Enfin, ils aimaient les fossiles, les objets de forme curieuse qu'ils allaient parfois chercher jusqu'à 200 kilomètres. On peut même se demander s'ils ne connaissaient pas déjà les formes d'art primitives : plusieurs sites ont fourni des colorants, voire des sortes de crayons d'ocre, dont certains avaient frotté une matière souple, peut-être leur corps pour les embellir.
Réexamen des datations, des styles de vie, des façons de travailler, de la coexistence avec Crô-Magnon... Réhabilitation - remise en question. Nous voilà reparti pour quelques bonnes années de discussions. Et puis, reste une question lancinante: ces hommes sont-ils beaucoup, un petit peu ou pas du tout nos ancêtres ?
Pour toutes ces incertitudes, la question de l'extinction des Néandertaliens demeurera l'énigme la plus sensible de toute la paléontologie humaine.
1. Les derniers Néandertaliens de Dominique Baffer (Ed. La maison des roches).
Les premiers Européens
En matière d'émergence de l'homme, on parle toujours de l'Afrique. Et chez nous, alors! Face aux 2,5 millions d'années (au minimum) des plus anciens Homo erectus d'Afrique, aux 1,8 million, ou plus, des pithécanthropes et sinanthropes d'Asie, notre petit bout de continent n'avait à présenter que les quelque 500 000 ans de la mâchoire de Mauer (près de Heidelberg) et les quelque 400 000 ans de l'homme de Tautavel. Maigre... Bien sûr, on avait des soupçons de préhistoire à près de 1 million d'années en Haute-Loire, à Soleihac; mais aucun bon et solide os humain. Un moment, un bel espoir s'était levé avec une mâchoire trouvée en Géorgie: 1,8 million d'années! La Géorgie n'est sans doute pas en Europe, mais elle y touche... Hélas! la mâchoire de Dmanisi s'est révélée bientôt néandertalienne, ce qui l'a fait entrer dans le rang.

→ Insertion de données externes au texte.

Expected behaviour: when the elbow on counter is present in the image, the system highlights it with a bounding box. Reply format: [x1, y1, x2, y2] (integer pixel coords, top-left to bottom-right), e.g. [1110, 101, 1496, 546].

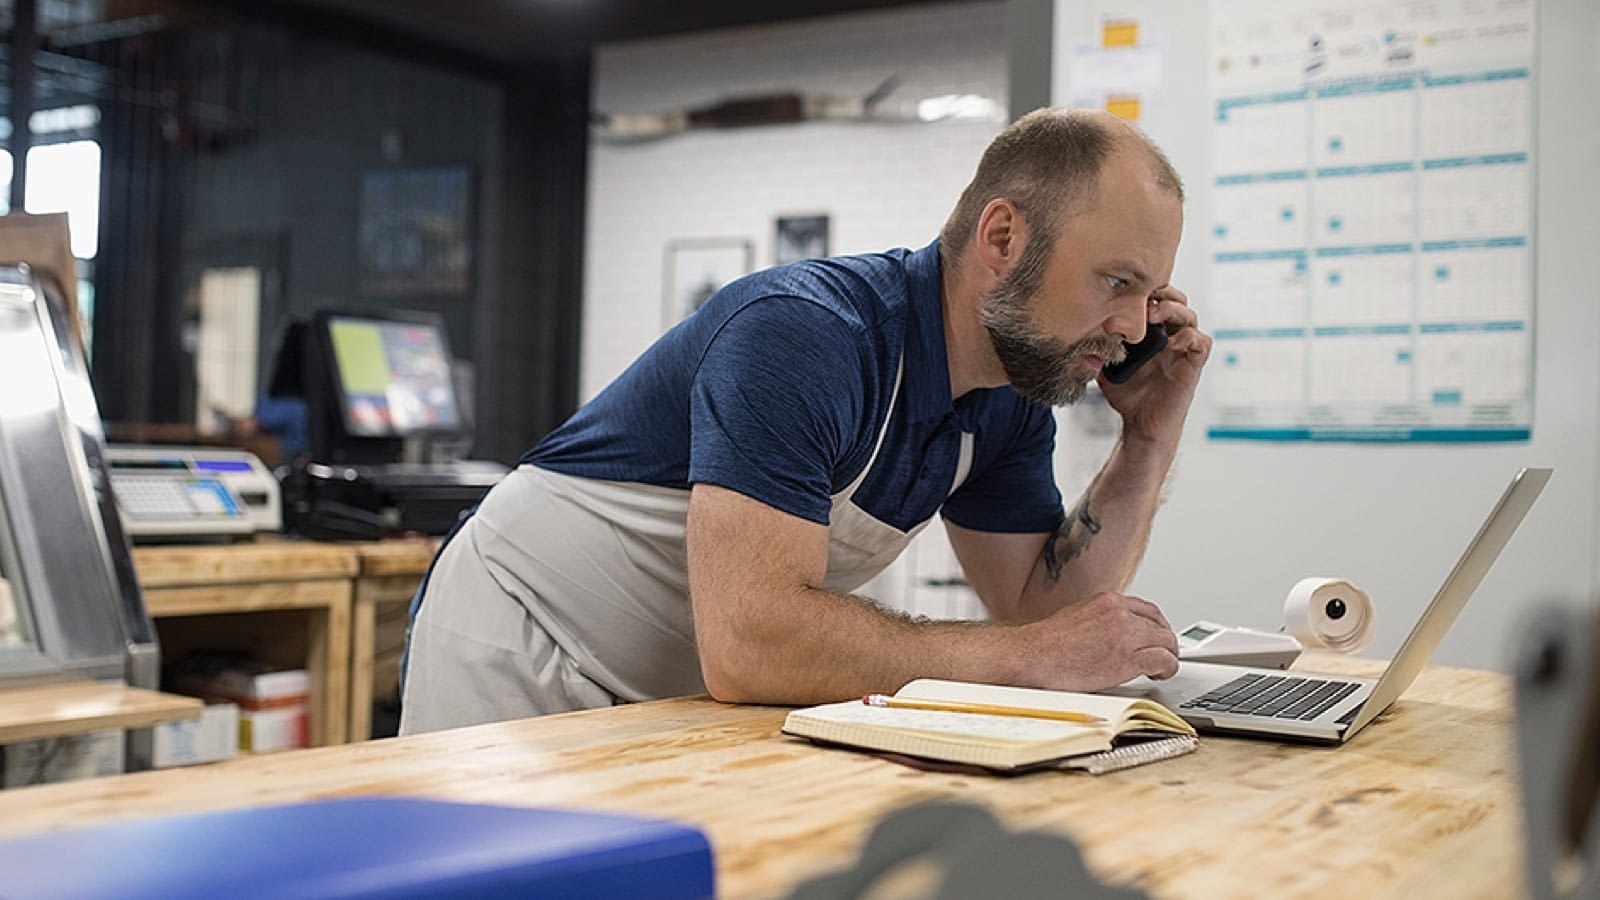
[697, 641, 768, 705]
[695, 623, 809, 705]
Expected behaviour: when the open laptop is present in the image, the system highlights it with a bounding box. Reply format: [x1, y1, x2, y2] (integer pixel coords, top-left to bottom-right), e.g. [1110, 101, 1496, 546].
[1108, 466, 1552, 744]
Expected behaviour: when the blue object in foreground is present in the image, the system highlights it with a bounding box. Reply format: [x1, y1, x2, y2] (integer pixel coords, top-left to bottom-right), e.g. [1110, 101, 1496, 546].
[0, 797, 715, 899]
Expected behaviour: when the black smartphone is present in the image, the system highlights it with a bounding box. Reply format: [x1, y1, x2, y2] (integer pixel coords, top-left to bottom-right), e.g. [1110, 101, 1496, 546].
[1101, 326, 1167, 384]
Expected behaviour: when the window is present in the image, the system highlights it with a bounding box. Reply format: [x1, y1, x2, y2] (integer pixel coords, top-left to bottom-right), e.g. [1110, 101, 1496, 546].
[0, 139, 103, 258]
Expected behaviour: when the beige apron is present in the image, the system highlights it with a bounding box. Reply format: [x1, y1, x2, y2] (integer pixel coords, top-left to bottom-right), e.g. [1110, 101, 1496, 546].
[400, 361, 972, 734]
[822, 362, 974, 591]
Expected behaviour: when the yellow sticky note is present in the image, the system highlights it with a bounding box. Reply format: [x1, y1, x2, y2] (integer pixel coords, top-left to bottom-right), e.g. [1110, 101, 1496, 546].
[1105, 94, 1142, 122]
[1101, 19, 1138, 48]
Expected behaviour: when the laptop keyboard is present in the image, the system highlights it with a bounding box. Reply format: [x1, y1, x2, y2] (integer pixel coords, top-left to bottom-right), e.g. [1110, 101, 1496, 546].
[1180, 673, 1361, 722]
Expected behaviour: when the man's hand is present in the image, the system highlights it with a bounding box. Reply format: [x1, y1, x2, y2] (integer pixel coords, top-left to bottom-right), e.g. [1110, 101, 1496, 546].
[1020, 590, 1180, 691]
[1100, 285, 1212, 448]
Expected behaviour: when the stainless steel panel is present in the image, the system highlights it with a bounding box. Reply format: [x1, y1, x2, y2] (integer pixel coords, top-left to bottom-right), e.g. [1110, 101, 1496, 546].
[0, 267, 155, 682]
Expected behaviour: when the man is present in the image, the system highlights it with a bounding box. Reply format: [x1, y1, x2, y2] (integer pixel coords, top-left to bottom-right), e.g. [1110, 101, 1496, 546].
[399, 107, 1211, 734]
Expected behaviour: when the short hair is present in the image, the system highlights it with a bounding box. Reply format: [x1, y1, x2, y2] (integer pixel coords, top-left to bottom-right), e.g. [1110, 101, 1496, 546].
[939, 107, 1183, 272]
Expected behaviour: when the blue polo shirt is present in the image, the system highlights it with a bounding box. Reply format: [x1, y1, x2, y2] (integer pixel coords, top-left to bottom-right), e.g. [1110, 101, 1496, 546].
[525, 240, 1064, 535]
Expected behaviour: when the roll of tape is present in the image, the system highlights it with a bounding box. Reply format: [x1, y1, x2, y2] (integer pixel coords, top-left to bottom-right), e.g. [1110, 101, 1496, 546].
[1283, 577, 1374, 653]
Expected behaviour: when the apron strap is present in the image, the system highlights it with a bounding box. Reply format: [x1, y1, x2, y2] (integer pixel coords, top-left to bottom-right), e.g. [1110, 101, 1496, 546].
[838, 356, 906, 498]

Heureusement, pour relever le gant sont venues à la rescousse l'Italie et l'Espagne. En Italie, on a découvert une calotte crânienne dans une tranchée d'autoroute. Cette calotte, dite de Ceprano, pourrait avoir de 700 000 à 800 000 ans, d'après l'environnement. En Espagne, c'est tout un gisement qui est apparu dans la sierra d'Atapuerca, non loin de Burgos. Et quel gisement! D'abord une série d'ossements d'environ 300 000 ans dans une cavité baptisée la « Sima de los Huesos » (la fosse aux os), ensuite dans la « Gran Dolina », des fragments de crânes, de membres et des dents qui remontent à 800 000 ans au moins. Ces derniers restes - on en espère de plus anciens encore - sont ceux des premiers Européens connus. Pas si mal, en fin de compte!